The clouds that were coming in during the evening on Friday turned into torrential rains the following day. Saturday was supposed to be the main day of the trip where we would go to the Amboro National Park to hike and see the scenery and wildlife. Undeterred by the rain, we started on the long road to the top of a nearby mountain. The rain only made it seem longer because it was incredibly steep and wet on the muddy dirt roads leading up to the park. We were completely in the clouds and couldn’t see more than about 100 feet away. Toward the top, the road was almost completely eroded so we were driving on loosely layered dirt and gravel that was slippery, narrow, and on the edge of a cliff whose bottom we could not see in the fog and clouds. It was similar to the road to Hana but dirt with an off-camber slope, no guardrails, and constant steep ups and downs. In order to take pictures, I was in the front seat with the driver enjoying the bit of adrenaline that we were all feeling. The driver, who was very friendly, explained to me with pride that the bus was turbocharged and would have no problem on the steep wet roads. This became very obvious with some very sporty performance, but the strength of the engine was the least of my concerns with the cliff looming just feet away.
We finally got close to the top where the bus drivers got out to inspect the last stretch of road. We sat in the buses, rain thundering down, and waited to hear the news. A multi-hour hike in those conditions would have been pretty miserable, especially considering we wouldn’t be able to see anything. In addition, the drivers would not drive the last stretch for safety reasons. Unfortunately, we had to drive back down right after just coming up. On the way down we had all the excitement of the muddy roads but with gravity pushing us down too! We were finally instructed to put our seatbelts on, which I thought was a nice touch. We stopped on the way down, and through a hole in the clouds looked down on Samaipata from above. It was an amazing view of the little town.
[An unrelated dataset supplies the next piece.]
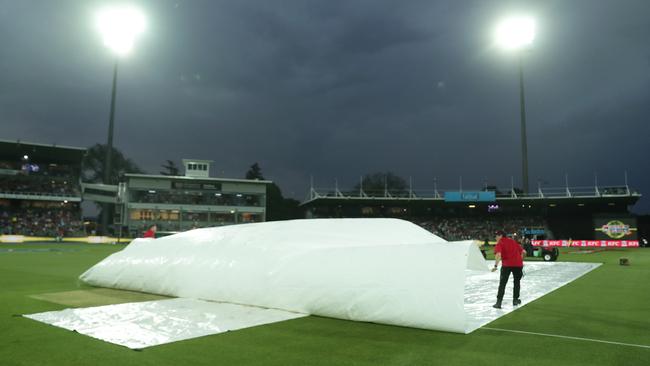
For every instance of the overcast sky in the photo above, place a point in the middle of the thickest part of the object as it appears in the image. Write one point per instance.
(337, 89)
Since our main plans had been rained out, we spent the rest of the day in town clogging little coffee shops with our group of 30, visiting a garden of local plants, going to a remarkable museum on the ancient history of the area, and splashing about in the puddles. What was supposed to be the main day became the rainy day where we substituted planned activities with other activities. Despite this, everybody was in a good mood and happy to be there. We had lunch at a really nice and rustic restaurant and hotel above some vineyards; where we took lots of pictures overlooking the town. Despite the rain, we made the most of the day and had a great time. After dinner, we hung out again with much dancing, singing, and festivities to let out any last energy.
Sunday was our last day and it was a little rainy as well. We got on the buses right after breakfast and headed on our way. After about 25 minutes, we stopped at Las Cuevas. The Waterfalls. This group of three waterfalls along a river in a canyon between towering mountains and cliffs on either side are truly a sight to see. There are two larger falls and one smaller one. There was a nice beach in front of the fall, and the water was cool and clean. Some people swam in the large middle fall and I took lots of videos of the falls and mountains with my drone. It was great fun and nice to literally dive into the beauty and nature.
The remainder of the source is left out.